Customers, investors, and partners want assurance that sensitive information remains protected while businesses adopt AI responsibly.

Companies that successfully manage AI security risks can:

  • Accelerate AI adoption confidently
  • Demonstrate regulatory compliance
  • Reduce legal exposure
  • Build customer trust
  • Protect intellectual property
  • Enable innovation without sacrificing security

Looking Ahead: AI Security Will Define Digital Trust

Artificial intelligence will continue transforming every industry across Europe.

However, the biggest risks are no longer limited to sophisticated hackers exploiting technical vulnerabilities.

Increasingly, organisations face invisible threats created by everyday AI usage.

Prompt Injection, Shadow AI, and accidental data leakage represent a new generation of cyber threats that require updated security strategies.

The organisations that succeed in 2026 will not be those that avoid AI.

They will be the ones that embrace innovation while proactively managing AI security risks through governance, employee education, secure AI platforms, and continuous monitoring.

Cybersecurity has always evolved alongside technology.

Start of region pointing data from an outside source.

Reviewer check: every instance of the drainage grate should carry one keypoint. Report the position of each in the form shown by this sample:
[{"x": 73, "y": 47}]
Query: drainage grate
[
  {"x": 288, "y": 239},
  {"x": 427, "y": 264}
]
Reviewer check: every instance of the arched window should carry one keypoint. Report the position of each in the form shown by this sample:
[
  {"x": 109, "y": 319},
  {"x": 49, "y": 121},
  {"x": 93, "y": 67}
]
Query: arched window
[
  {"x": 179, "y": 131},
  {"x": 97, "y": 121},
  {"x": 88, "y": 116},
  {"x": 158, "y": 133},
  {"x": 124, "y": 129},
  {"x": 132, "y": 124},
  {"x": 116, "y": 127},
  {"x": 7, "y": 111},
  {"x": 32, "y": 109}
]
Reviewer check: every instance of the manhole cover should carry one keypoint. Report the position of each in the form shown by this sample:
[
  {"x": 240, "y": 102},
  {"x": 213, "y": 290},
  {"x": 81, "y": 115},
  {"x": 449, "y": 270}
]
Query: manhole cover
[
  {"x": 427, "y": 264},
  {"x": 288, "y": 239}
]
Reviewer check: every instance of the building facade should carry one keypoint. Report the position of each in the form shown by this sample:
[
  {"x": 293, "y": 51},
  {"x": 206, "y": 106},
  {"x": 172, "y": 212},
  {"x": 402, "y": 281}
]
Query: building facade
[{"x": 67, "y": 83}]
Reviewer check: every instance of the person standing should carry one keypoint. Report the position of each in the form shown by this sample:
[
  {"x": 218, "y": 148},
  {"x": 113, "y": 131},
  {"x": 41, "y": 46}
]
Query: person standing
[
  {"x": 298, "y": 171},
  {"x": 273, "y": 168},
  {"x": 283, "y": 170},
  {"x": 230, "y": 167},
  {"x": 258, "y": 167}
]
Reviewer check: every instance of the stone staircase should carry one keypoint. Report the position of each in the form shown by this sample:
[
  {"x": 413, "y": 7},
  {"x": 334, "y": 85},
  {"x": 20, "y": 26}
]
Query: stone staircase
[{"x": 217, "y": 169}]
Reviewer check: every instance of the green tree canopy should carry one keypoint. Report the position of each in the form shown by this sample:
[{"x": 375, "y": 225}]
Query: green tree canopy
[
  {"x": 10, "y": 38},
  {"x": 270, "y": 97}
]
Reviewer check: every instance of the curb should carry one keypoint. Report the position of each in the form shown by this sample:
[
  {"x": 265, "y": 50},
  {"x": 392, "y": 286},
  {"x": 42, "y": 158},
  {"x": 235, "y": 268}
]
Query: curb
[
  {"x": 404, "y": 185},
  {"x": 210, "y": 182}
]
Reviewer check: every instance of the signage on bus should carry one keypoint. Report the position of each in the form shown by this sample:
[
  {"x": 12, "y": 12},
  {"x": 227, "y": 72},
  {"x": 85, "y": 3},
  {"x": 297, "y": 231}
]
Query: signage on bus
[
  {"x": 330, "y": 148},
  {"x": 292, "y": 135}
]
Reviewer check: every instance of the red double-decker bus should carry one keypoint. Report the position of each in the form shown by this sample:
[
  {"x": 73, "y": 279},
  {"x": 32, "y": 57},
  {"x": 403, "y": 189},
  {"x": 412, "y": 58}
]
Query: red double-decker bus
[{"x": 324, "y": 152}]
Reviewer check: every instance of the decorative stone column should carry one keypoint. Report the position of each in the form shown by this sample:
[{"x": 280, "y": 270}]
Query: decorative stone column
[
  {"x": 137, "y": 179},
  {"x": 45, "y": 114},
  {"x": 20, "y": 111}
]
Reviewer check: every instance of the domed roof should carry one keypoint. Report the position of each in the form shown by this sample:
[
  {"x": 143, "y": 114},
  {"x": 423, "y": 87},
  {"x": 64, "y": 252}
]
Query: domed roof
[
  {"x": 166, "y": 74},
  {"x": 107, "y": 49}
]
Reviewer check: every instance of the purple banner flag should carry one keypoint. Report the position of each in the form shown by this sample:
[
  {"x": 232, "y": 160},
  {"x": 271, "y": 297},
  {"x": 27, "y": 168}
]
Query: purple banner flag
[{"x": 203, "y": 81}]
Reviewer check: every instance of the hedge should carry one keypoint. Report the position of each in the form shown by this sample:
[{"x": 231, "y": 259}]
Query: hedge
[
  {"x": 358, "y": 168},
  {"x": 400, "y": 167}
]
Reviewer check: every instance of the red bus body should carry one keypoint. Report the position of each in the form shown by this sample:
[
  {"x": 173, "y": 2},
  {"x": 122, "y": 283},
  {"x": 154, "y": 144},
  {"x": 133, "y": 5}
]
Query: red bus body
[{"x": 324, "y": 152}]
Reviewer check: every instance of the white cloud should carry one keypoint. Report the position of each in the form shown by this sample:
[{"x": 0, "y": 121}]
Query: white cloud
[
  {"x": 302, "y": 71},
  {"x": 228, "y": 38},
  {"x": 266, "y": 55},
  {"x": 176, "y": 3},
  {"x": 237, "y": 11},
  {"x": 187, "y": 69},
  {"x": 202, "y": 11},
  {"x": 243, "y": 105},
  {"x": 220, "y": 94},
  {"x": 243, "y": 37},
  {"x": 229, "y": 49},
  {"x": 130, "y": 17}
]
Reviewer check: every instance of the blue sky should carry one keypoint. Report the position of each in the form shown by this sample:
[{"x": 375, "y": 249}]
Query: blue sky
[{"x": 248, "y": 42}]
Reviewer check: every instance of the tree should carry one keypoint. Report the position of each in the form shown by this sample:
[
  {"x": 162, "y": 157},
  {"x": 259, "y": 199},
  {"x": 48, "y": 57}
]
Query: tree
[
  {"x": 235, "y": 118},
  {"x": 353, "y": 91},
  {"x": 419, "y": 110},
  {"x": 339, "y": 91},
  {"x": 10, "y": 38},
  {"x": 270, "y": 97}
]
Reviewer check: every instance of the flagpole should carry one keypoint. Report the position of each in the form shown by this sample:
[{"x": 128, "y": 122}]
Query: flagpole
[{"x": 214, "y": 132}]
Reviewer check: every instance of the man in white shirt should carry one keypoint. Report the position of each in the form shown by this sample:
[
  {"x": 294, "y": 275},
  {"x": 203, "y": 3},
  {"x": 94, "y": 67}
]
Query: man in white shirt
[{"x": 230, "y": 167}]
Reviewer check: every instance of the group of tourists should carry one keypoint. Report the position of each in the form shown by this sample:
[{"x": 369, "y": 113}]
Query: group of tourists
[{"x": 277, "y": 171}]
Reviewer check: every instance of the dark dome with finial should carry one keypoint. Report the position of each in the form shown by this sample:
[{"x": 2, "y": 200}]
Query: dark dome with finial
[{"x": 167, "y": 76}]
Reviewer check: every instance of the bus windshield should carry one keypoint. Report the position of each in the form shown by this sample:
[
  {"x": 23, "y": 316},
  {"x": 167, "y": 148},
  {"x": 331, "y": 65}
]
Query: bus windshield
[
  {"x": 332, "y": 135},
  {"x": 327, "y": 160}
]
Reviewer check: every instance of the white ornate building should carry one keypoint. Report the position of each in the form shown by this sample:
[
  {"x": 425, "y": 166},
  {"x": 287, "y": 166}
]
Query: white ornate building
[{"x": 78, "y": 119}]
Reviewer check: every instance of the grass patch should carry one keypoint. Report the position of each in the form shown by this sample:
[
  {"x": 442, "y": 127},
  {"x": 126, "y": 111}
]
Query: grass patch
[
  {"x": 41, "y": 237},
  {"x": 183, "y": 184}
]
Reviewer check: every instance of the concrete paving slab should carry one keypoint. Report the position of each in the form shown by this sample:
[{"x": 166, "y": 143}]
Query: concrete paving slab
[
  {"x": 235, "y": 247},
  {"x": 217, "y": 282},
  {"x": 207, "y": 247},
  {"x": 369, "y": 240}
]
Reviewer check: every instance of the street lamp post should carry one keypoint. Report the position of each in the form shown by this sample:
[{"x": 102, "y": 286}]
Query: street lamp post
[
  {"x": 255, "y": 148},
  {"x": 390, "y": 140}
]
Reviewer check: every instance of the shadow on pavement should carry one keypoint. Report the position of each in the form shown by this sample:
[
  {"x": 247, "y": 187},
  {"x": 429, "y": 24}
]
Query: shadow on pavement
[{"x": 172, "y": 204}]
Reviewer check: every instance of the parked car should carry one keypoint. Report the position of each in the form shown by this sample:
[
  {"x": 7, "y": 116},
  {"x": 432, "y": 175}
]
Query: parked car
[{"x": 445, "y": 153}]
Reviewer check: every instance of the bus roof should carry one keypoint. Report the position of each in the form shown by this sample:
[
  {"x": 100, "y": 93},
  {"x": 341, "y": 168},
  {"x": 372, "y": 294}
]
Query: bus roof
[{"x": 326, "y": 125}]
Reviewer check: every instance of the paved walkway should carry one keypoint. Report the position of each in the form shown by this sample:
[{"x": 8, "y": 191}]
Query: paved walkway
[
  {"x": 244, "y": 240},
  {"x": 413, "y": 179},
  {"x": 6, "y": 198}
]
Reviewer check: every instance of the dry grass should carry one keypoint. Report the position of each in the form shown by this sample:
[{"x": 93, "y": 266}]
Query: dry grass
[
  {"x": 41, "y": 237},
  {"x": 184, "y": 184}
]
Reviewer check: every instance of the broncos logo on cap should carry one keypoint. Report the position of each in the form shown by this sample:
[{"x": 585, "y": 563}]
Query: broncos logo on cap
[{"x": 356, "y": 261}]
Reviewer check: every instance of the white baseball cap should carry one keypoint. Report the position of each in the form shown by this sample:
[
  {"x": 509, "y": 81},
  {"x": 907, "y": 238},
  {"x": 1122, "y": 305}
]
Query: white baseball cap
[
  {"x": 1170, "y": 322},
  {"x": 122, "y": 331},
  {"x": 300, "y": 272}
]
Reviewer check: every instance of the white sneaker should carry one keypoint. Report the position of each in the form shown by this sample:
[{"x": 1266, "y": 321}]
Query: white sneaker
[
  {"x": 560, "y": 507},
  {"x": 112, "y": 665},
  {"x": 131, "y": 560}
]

AI is simply the next frontier. Businesses that recognize these emerging AI security risks today will be far better prepared to protect their data, maintain regulatory compliance, and build lasting digital trust in the years ahead.

Frequently Asked Questions (FAQs)

What are AI security risks?

AI security risks are threats associated with the use of artificial intelligence, including prompt injection attacks, accidental data leakage, model manipulation, privacy violations, and unauthorized employee use of AI tools (Shadow AI).

What is Shadow AI?

Shadow AI refers to employees using AI applications without approval or oversight from the organization’s IT or security teams, creating compliance and cybersecurity risks.

How does Prompt Injection work?

Prompt Injection occurs when attackers manipulate an AI model’s instructions through crafted prompts, causing it to ignore safeguards, reveal sensitive information, or perform unintended actions.

Why is data leakage through AI a growing concern in Europe?

Employees frequently upload confidential business information to public AI tools. This can expose personal data, intellectual property, and regulated information, increasing GDPR, NIS2, and AI Act compliance risks.

How can businesses reduce AI security risks?

Businesses can reduce AI security risks by implementing AI governance policies, using enterprise AI platforms, deploying DLP solutions, training employees, monitoring AI usage, and securing AI integrations against prompt injection and unauthorized data sharing.